IG: PTA engaged with TikTok for the past few months. TikTok did an awareness campaign in Pakistan to address some of the issues, but violations continued and some of the content was very concerning. Many parents were concerned about the adverse influence of some videos on their children. Petitions were sent by parents to the Lahore High Court and other courts in Pakistan. So it got to a point where TikTok had to be shut down and then renegotiated with to address these issues again. In an ideal world, I agree that matters should not have reached the point where an entire platform has to be shut down – it unfortunately creates negative PR about Pakistan.
A: What changed? What did TikTok agree to?
IG: This is PTA’s domain, but according to the press release issued, TikTok will remove the content that is causing concern and ban people who upload such content. TikTok will also engage with the authorities regarding any content that is flagged and act on it quickly. The intent is not to restrict people in terms of the content they upload, but in the larger interests of society, content should not negatively influence young children (becoming overnight celebrities, making quick money, suicides, etc.).

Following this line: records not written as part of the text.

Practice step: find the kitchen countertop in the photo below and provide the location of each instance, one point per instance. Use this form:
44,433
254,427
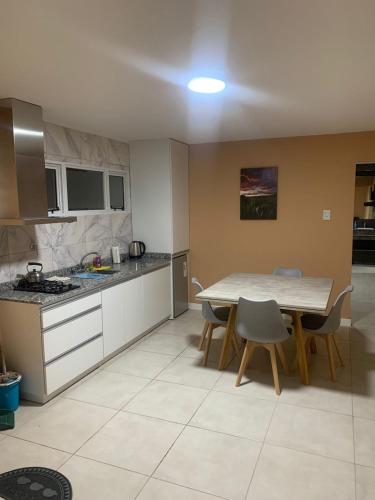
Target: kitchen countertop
128,270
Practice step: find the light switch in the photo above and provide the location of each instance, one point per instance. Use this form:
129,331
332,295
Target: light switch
326,214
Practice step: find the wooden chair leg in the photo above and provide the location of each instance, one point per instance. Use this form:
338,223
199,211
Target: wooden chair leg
248,351
203,335
275,372
337,350
282,357
236,346
328,339
208,343
313,348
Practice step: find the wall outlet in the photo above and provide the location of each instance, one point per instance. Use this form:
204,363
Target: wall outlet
326,215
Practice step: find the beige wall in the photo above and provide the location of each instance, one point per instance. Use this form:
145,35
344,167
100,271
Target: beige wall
315,173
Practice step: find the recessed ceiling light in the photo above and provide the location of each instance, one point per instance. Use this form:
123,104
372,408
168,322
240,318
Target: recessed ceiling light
205,85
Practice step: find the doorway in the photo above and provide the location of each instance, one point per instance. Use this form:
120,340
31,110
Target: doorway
363,260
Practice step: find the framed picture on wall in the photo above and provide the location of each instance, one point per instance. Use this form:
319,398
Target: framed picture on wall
258,193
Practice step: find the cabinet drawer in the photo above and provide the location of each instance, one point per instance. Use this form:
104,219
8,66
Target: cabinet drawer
62,313
65,369
65,337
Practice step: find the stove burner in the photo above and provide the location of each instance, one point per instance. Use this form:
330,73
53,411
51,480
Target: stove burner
54,287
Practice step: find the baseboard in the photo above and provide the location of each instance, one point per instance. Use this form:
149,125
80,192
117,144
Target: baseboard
346,322
195,306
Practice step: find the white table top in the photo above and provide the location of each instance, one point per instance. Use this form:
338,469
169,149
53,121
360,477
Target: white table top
298,294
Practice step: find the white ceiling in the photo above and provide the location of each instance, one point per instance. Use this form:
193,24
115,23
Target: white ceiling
119,67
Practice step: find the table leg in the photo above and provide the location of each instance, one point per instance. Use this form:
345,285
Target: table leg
227,337
313,348
301,351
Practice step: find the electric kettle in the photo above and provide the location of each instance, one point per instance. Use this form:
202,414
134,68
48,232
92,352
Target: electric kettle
136,249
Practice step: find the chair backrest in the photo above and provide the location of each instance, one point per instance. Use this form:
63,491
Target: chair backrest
333,320
293,272
207,311
260,321
197,284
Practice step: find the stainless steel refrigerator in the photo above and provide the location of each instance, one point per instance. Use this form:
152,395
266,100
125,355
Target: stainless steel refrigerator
180,284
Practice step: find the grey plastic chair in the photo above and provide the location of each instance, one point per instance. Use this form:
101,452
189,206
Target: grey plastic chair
261,324
324,327
214,318
293,272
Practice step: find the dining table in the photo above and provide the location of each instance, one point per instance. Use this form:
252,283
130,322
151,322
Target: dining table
294,296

A: What else does your mandate cover?
IG: We are working on brand Pakistan and this includes promoting the soft image of Pakistan through tourism and cultural initiatives and collaborating with different countries. At the top is tourism. Unfortunately, due to Covid-19, tourism has been restricted. Although Pakistan was declared one of the top tourist destinations in the world by Condé Nast Traveler, people outside Pakistan still have a negative impression about the country. Part of our mandate is to promote the good things about Pakistan, so that when people look up Pakistan on the internet, they see the real, positive side of Pakistan.
A: Specifically how do you plan to achieve this?

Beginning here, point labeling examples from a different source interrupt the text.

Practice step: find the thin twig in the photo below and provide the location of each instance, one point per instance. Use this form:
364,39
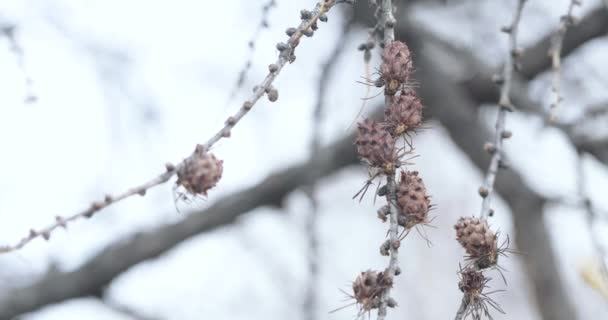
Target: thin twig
496,149
251,44
286,55
327,68
555,52
505,106
387,21
591,215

IG: Social media is accessible to people all over the world and we want to increase our reach outside Pakistan. We are coordinating with the Foreign Office – for example, the British High Commission in Pakistan have a Twitter presence and they regularly upload Pakistan relevant videos in Urdu; we plan to replicate this with our diplomatic missions abroad and develop videos in the local language of the country. Recently, in collaboration with the Prime Minister’s Office, we set up an Arabic and Turkish version of the Prime Minister’s account – and it got thousands of followers in one day. Apart from digital diplomacy, for internal audiences, we are strengthening the digital media presence of government channels.
A: How big is your team?
IG: The Digital Media Wing comprises 23 individuals including myself. We have six digital communication officers who are the team leads and under them we have creative content writers, graphic designers and video editors. The structure is very similar to a modern digital agency, where we receive briefs from different government departments and create and disseminate content.

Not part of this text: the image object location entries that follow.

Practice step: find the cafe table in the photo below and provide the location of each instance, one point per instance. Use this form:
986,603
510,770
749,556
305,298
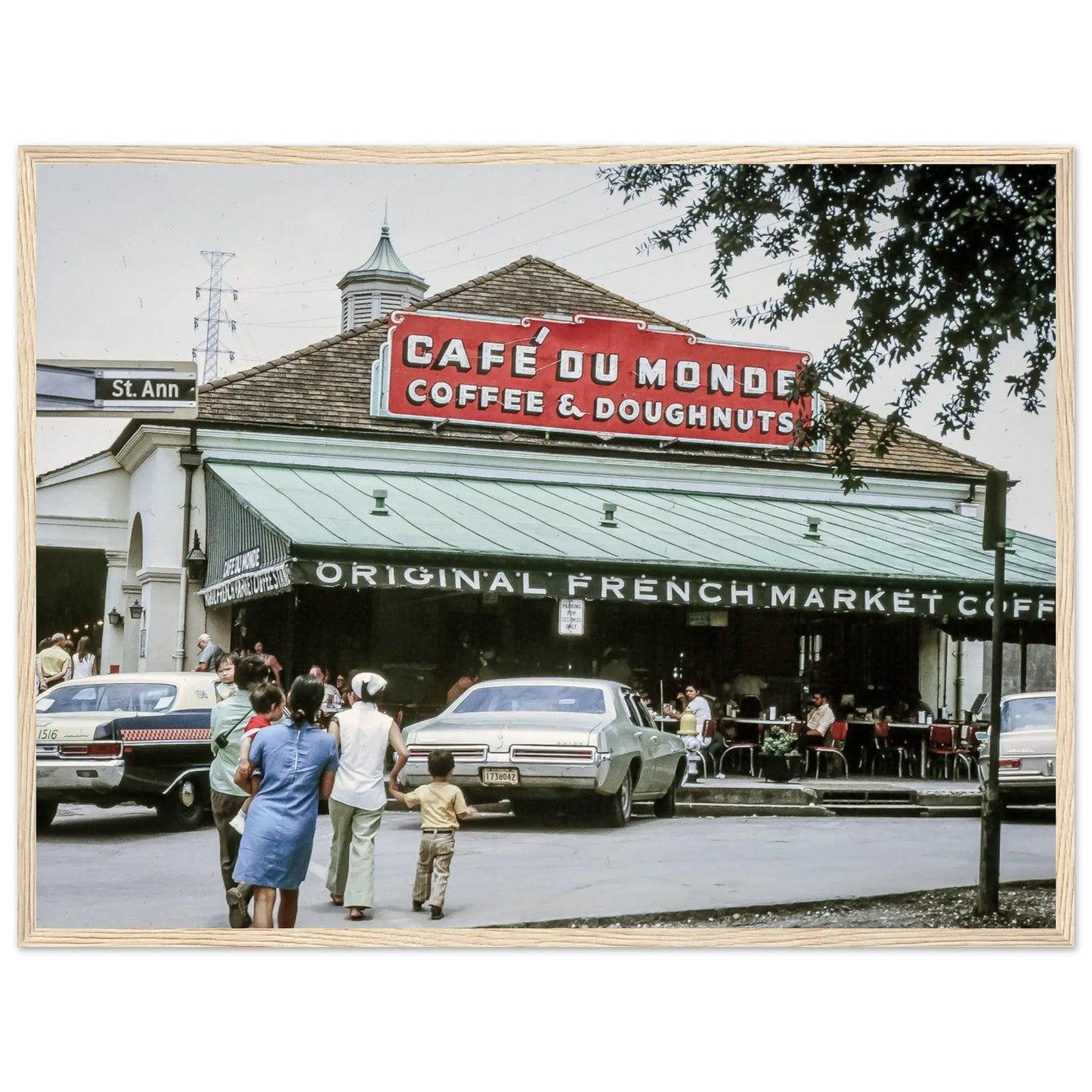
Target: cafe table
763,724
923,729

A: How much creative autonomy do you have in terms of developing your social media products?
IG: We have a lot of creative autonomy. The basic factual information comes from the ministries, but there is no dictation in terms of how it should be treated, the kind of language used or who should be featured or interviewed. We plan to collaborate with content creators across Pakistan as well as YouTubers, and they will have total liberty to create content according to their mindset and how they see things. Bringing in human stories is another important aspect; a lot of the content that comes from government departments is data-driven. We want to convert the data into human stories and show how it impacts people on the ground. On Instagram, we have close to a million followers. In order to connect to Millennials and Gen Z, we need to develop content that is interesting, rather than just pushing information at them. The goal is to give them the information and let them be the judge of what they see.